His ploy might have worked that week if the temperatures had risen above 40 (it was late May), if it had been frostbite-safe to remove my ski cap at least while sleeping, if I hadn’t twitched at every sound in the night—including my husband’s—and had found a way to appreciate what life was like before plumbing entered the world and changed everything.
Day Four of Creation (I think it was): And God said, “Let there be flush toilets and bathrooms with doors on them. And He saw that it was very good.”
I toughed it out (if you don’t count the tears) through the indignities and the mayfly hatch, through the damp and cold, the unforgiving rocks, indescribables floating in the water, and the lack of anything remotely resembling comfort. I tried to fix my gaze on whatever my husband pointed toward out there across the water or deeper into the woods. I prayed my way through one miserable shiver after another.

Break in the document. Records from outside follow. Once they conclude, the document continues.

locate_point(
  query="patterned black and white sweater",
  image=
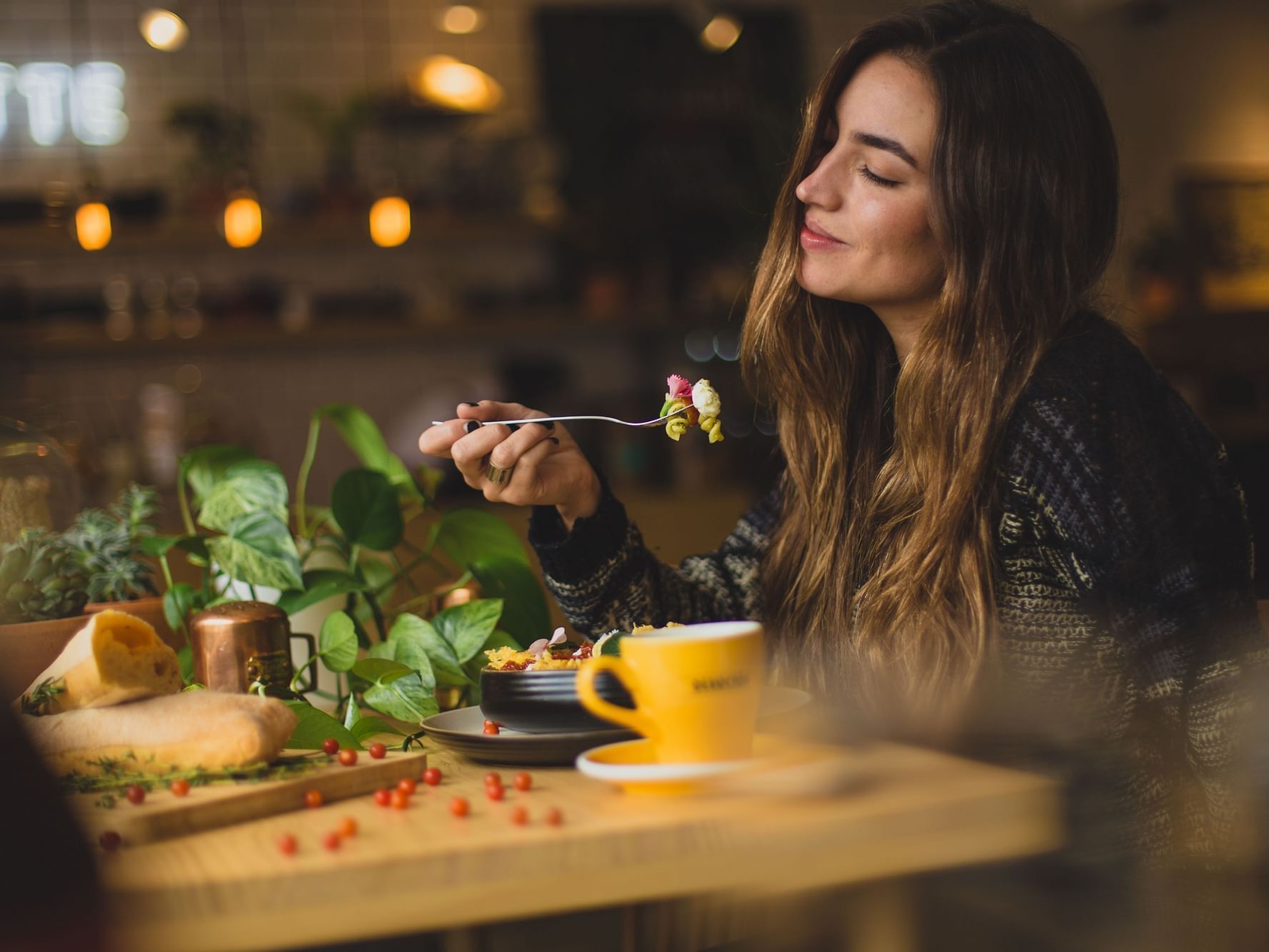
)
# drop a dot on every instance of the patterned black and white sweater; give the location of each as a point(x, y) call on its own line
point(1123, 586)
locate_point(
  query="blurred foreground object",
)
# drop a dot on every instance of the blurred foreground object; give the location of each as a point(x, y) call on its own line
point(39, 488)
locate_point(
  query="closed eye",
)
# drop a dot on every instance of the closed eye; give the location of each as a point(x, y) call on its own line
point(876, 179)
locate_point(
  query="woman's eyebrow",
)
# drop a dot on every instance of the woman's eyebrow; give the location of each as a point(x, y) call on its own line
point(890, 145)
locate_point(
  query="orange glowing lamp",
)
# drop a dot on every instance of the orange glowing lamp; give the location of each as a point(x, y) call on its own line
point(243, 222)
point(93, 226)
point(390, 221)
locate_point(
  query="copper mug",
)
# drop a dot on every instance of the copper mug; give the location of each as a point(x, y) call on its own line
point(238, 643)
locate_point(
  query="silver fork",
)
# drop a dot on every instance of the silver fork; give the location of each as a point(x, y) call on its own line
point(658, 421)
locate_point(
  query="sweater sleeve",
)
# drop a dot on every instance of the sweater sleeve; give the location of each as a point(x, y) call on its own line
point(603, 576)
point(1148, 521)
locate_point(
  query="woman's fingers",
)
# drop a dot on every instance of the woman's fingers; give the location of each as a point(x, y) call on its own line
point(524, 488)
point(495, 410)
point(437, 441)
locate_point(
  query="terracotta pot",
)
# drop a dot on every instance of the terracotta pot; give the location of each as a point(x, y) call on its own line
point(148, 610)
point(29, 648)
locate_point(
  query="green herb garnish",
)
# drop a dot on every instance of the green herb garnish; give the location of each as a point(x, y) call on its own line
point(37, 701)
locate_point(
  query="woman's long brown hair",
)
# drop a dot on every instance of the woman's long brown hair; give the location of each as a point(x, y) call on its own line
point(880, 576)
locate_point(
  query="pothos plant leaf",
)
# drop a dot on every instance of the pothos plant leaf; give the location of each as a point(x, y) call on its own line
point(258, 548)
point(368, 728)
point(367, 509)
point(336, 643)
point(318, 586)
point(364, 439)
point(408, 645)
point(396, 689)
point(467, 626)
point(248, 486)
point(352, 715)
point(446, 666)
point(314, 726)
point(403, 698)
point(470, 535)
point(206, 466)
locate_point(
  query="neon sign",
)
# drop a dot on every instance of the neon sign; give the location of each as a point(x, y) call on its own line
point(91, 96)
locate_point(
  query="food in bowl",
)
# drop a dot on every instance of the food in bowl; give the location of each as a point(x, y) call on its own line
point(535, 691)
point(558, 653)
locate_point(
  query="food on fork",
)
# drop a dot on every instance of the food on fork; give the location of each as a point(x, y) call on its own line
point(700, 401)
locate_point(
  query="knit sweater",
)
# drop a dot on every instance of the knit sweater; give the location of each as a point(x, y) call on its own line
point(1127, 622)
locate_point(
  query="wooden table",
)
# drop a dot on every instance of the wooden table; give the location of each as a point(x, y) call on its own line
point(423, 870)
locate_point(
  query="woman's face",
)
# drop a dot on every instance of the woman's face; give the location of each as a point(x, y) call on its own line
point(866, 235)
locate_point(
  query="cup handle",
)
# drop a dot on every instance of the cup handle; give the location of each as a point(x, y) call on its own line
point(313, 658)
point(609, 711)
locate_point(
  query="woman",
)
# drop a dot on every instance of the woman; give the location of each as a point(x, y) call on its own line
point(990, 498)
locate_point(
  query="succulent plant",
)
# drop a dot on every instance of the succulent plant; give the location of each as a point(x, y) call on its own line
point(106, 545)
point(41, 578)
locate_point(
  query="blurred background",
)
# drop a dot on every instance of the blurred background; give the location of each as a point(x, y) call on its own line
point(217, 216)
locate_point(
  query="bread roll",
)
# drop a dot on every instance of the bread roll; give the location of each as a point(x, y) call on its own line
point(193, 729)
point(114, 658)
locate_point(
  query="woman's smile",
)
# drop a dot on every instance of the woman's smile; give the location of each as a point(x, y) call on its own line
point(816, 239)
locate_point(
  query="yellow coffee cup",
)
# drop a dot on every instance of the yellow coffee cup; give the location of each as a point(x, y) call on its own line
point(696, 689)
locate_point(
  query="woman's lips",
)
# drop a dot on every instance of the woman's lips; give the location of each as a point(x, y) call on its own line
point(811, 239)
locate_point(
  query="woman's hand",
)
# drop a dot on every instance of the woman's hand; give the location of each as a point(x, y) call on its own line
point(541, 462)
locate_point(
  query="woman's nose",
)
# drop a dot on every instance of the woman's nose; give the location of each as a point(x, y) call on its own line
point(815, 188)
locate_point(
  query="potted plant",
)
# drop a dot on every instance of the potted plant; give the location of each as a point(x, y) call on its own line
point(44, 591)
point(108, 545)
point(383, 546)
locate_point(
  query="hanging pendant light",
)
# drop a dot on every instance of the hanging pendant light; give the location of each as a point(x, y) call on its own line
point(163, 29)
point(93, 226)
point(390, 221)
point(244, 221)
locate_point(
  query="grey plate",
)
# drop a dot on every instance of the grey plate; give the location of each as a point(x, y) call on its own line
point(462, 730)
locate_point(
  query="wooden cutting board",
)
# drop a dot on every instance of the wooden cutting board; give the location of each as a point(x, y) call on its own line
point(163, 814)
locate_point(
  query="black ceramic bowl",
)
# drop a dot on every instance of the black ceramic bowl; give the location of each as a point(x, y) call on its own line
point(546, 702)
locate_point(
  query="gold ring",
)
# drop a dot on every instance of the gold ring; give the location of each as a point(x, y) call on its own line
point(496, 475)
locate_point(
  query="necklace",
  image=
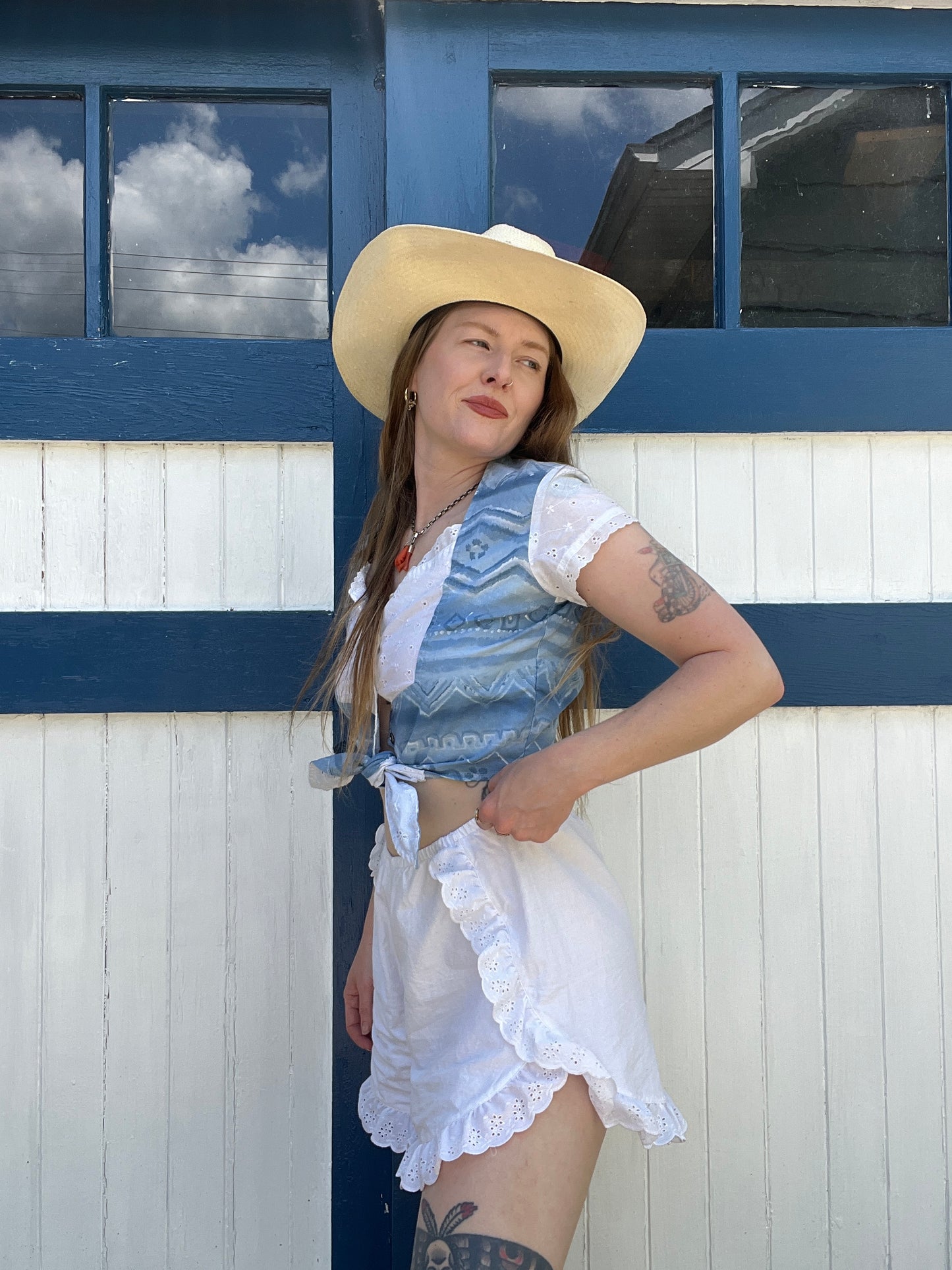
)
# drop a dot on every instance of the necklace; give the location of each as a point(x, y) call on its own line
point(403, 560)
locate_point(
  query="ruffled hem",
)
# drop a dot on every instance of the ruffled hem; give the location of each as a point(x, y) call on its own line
point(547, 1056)
point(657, 1122)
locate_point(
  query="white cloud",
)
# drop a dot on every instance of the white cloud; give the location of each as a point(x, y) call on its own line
point(636, 112)
point(41, 220)
point(515, 200)
point(565, 108)
point(190, 198)
point(300, 178)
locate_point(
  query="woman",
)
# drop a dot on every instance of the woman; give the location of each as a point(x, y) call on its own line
point(498, 975)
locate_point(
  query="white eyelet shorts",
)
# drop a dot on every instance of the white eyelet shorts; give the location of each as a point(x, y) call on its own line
point(501, 967)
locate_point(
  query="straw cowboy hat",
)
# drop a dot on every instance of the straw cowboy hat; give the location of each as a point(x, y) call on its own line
point(409, 270)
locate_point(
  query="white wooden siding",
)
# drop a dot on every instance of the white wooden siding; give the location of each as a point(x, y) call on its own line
point(165, 989)
point(791, 519)
point(152, 525)
point(790, 887)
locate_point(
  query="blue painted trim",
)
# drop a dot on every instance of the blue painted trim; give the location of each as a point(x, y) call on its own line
point(79, 662)
point(727, 140)
point(96, 214)
point(839, 43)
point(847, 654)
point(362, 1175)
point(165, 390)
point(75, 662)
point(872, 379)
point(438, 168)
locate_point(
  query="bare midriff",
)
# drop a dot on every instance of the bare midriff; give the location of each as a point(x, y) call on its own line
point(445, 805)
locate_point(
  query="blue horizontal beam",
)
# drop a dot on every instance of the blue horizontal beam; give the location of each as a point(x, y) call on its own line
point(82, 663)
point(828, 656)
point(78, 662)
point(861, 379)
point(165, 390)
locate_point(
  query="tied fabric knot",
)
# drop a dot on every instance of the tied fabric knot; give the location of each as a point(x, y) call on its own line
point(400, 798)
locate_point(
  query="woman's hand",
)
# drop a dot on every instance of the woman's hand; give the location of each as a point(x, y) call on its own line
point(530, 799)
point(358, 990)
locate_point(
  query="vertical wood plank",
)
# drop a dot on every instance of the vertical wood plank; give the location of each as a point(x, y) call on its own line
point(136, 1115)
point(734, 1001)
point(74, 956)
point(135, 526)
point(678, 1175)
point(912, 991)
point(311, 1000)
point(842, 529)
point(853, 990)
point(252, 527)
point(796, 1086)
point(942, 732)
point(900, 544)
point(193, 526)
point(20, 986)
point(74, 525)
point(941, 505)
point(783, 523)
point(197, 975)
point(609, 461)
point(308, 558)
point(667, 496)
point(260, 835)
point(22, 526)
point(725, 516)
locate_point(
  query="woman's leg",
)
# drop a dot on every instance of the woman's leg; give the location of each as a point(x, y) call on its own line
point(516, 1205)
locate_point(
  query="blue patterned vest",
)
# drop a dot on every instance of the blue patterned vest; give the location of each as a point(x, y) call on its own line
point(486, 685)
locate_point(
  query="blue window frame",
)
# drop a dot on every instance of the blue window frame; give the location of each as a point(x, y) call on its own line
point(104, 388)
point(439, 169)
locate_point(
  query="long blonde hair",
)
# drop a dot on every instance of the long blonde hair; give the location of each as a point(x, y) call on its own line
point(393, 511)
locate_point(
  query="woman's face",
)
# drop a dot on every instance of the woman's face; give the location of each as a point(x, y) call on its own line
point(482, 351)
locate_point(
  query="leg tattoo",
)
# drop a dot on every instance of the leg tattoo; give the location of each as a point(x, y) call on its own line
point(437, 1248)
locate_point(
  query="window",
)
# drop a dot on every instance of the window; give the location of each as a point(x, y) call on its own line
point(41, 216)
point(843, 206)
point(219, 219)
point(619, 179)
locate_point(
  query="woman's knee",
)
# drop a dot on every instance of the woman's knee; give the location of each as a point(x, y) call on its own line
point(517, 1204)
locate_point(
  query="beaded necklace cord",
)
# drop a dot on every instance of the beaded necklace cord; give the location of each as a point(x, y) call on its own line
point(403, 558)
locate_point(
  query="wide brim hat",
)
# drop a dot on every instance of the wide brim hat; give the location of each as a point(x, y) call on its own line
point(409, 270)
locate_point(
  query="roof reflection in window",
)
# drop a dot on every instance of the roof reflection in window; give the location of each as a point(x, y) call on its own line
point(843, 206)
point(619, 179)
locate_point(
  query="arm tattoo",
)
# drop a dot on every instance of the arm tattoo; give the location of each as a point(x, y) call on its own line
point(437, 1248)
point(682, 590)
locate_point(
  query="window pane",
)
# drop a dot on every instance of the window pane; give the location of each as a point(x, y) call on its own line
point(843, 208)
point(619, 179)
point(220, 219)
point(41, 216)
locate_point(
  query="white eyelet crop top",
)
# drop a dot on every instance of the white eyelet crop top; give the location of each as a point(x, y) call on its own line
point(571, 521)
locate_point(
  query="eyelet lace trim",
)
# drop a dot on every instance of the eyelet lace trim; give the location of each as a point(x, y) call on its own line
point(547, 1056)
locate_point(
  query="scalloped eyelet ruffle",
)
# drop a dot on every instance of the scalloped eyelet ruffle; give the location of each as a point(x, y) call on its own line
point(547, 1056)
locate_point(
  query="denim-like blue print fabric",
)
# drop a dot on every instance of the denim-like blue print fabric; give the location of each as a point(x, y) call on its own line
point(488, 675)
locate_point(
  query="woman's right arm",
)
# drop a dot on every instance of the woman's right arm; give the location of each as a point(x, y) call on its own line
point(358, 990)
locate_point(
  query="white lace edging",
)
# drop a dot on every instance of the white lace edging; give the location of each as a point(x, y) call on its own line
point(547, 1057)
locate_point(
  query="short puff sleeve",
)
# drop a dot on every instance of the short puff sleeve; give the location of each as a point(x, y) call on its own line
point(571, 521)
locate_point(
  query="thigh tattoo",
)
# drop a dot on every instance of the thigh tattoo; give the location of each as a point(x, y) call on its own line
point(438, 1248)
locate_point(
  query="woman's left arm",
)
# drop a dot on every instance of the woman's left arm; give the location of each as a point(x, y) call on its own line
point(725, 676)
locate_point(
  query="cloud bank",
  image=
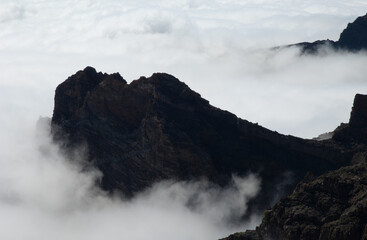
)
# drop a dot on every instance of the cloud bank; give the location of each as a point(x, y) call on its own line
point(217, 47)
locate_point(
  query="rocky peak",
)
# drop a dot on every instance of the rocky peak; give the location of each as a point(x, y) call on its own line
point(70, 95)
point(158, 128)
point(358, 117)
point(354, 37)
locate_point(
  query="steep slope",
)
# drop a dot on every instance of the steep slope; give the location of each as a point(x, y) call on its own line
point(158, 128)
point(353, 38)
point(332, 206)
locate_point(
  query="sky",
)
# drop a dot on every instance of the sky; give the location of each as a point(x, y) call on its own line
point(219, 48)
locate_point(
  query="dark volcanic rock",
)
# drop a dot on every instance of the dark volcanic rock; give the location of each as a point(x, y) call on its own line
point(158, 128)
point(353, 38)
point(332, 206)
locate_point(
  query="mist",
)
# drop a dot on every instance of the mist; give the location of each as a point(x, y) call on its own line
point(43, 195)
point(220, 48)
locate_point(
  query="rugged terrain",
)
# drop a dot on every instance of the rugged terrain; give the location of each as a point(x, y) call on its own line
point(353, 38)
point(332, 206)
point(158, 128)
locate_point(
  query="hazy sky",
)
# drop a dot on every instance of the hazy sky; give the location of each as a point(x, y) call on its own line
point(218, 47)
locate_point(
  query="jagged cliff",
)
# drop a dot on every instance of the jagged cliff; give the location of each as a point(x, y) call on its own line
point(158, 128)
point(353, 38)
point(332, 206)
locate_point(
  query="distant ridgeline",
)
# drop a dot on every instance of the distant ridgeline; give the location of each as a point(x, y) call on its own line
point(333, 205)
point(157, 128)
point(353, 38)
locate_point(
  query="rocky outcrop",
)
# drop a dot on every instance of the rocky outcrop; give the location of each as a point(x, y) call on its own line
point(353, 38)
point(332, 206)
point(158, 128)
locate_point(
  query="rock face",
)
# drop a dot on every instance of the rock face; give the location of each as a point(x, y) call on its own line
point(158, 128)
point(353, 38)
point(332, 206)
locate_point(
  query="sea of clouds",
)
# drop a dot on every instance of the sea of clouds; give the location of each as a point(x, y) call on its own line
point(220, 48)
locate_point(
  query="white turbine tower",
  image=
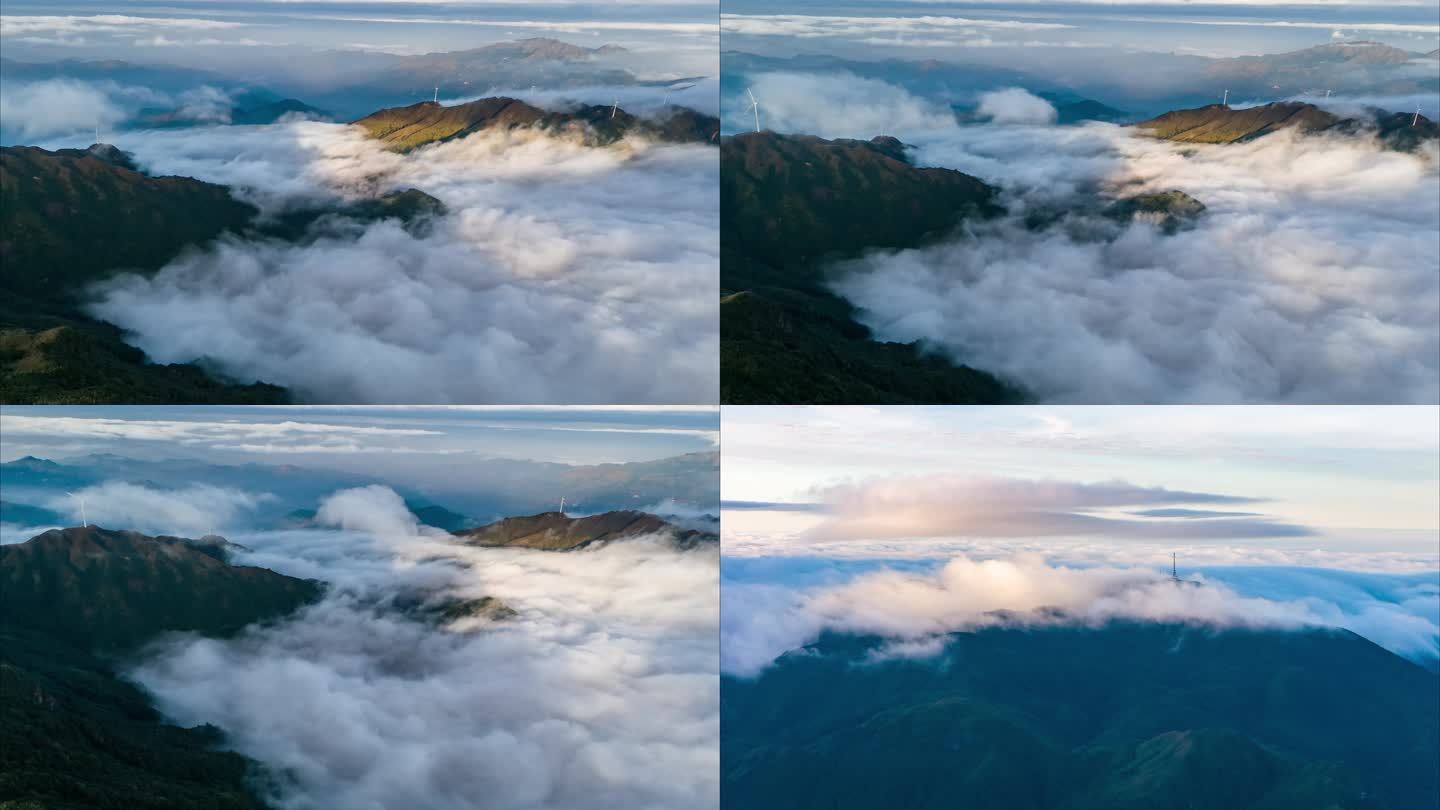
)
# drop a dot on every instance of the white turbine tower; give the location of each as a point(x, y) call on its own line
point(84, 518)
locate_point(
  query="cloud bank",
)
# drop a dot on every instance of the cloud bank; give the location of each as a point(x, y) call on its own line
point(916, 608)
point(833, 105)
point(556, 267)
point(1015, 105)
point(579, 701)
point(974, 506)
point(195, 510)
point(1309, 278)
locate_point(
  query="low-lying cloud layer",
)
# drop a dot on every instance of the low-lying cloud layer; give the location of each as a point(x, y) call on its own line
point(974, 506)
point(1311, 277)
point(916, 608)
point(601, 693)
point(556, 267)
point(195, 510)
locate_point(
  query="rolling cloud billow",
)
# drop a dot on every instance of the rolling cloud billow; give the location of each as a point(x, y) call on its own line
point(916, 607)
point(579, 701)
point(555, 268)
point(1311, 276)
point(975, 506)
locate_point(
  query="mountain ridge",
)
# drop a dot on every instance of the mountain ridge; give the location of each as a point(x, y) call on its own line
point(791, 203)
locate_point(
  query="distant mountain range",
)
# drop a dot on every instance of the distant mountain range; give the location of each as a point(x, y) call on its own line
point(555, 531)
point(78, 603)
point(496, 487)
point(791, 203)
point(347, 84)
point(1144, 84)
point(78, 735)
point(1122, 717)
point(1220, 124)
point(71, 218)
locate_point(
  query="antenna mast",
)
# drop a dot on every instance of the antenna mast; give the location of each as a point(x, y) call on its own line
point(79, 497)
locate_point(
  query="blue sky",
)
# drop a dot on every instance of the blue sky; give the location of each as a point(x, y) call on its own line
point(1351, 479)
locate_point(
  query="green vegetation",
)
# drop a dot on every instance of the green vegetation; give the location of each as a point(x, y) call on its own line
point(74, 732)
point(1125, 717)
point(794, 202)
point(405, 128)
point(1218, 124)
point(72, 218)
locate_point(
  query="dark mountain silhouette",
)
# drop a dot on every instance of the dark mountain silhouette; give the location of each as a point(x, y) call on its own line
point(553, 531)
point(1220, 124)
point(520, 64)
point(69, 218)
point(244, 113)
point(75, 734)
point(1122, 717)
point(794, 202)
point(100, 588)
point(403, 128)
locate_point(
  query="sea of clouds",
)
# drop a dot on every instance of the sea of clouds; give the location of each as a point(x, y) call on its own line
point(556, 267)
point(1312, 276)
point(602, 691)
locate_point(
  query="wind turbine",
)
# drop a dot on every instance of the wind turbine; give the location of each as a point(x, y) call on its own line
point(79, 497)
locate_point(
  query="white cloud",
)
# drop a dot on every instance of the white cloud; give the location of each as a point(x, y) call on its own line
point(208, 433)
point(833, 105)
point(1309, 278)
point(556, 267)
point(918, 608)
point(576, 702)
point(1015, 105)
point(16, 25)
point(35, 110)
point(902, 29)
point(978, 506)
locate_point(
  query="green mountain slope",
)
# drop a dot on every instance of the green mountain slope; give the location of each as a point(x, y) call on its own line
point(74, 734)
point(1064, 718)
point(1220, 124)
point(794, 202)
point(403, 128)
point(71, 218)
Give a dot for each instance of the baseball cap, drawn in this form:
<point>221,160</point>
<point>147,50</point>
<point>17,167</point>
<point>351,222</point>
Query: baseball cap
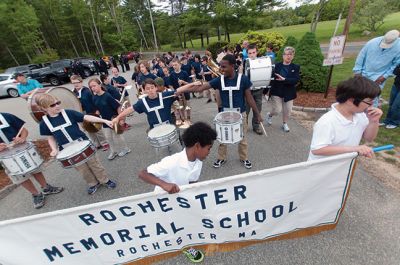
<point>389,39</point>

As I stumbled out of the wilderness on the last day of our trip, back into the warm, seductive embrace of civilization, my writer-brain vowed, “I have to get a book out of this someday.”
A few years later, my husband almost didn’t make it home from a canoe trip he took with one of our sons. The rescue plane arrived with only minutes to spare to snatch him from the edge of eternity. When the trauma receded, our relationship readjusted, and we could tell the story without shuddering, I knew I’d have to get a book out of that someday.
I’ve stored a good supply of practice novellas and partially-written full-length novels on my computer. But when the what-ifs began for the novel They Almost Always Come Home, something akin to an electrical current pulsed through me. I knew it was a story that would cost me emotionally to write, which made me sense it could very well be an assignment rather than merely an idea.
I what-iffed a plot about a woman whose husband fails to return home from his canoe trip, foiling her plans to leave him. She can’t leave him if she can’t find him. I what-iffed a wall of sorrow between them and invented a desperation I know my readers will recognize.
Plunging into the tangled layers of the story like main character Libby plunged headlong into the undergrowth of an unfamiliar wilderness, I ached with her, scraped my knees when she did, felt the lump in my throat that kept her from swallowing, breathing.
And when she saw the humor in a ridiculously grievous moment, so did I.
Libby’s story landed in my lap(top) after years of writing short fiction for radio drama, years of classes and conferences and critique groups and books on the craft of writing. I guess I had to grow up enough to really listen to what she had to say and tell the truth about her story, even when some of the words overlap with mine.
A scene from the Bible that gets me right here (she said as she tapped her fist into her chest) is when David is handed all the materials he needs to offer a sacrifice to the Lord. He refuses the freebies and insists he can’t offer the Lord “that which cost (him) nothing” (II Samuel 24:24).
I believe that’s one of the secrets of creating a novel that wiggles its way out of the file in which it’s hiding and into print. As an author, I can’t offer Him—or my readers—something that cost me nothing.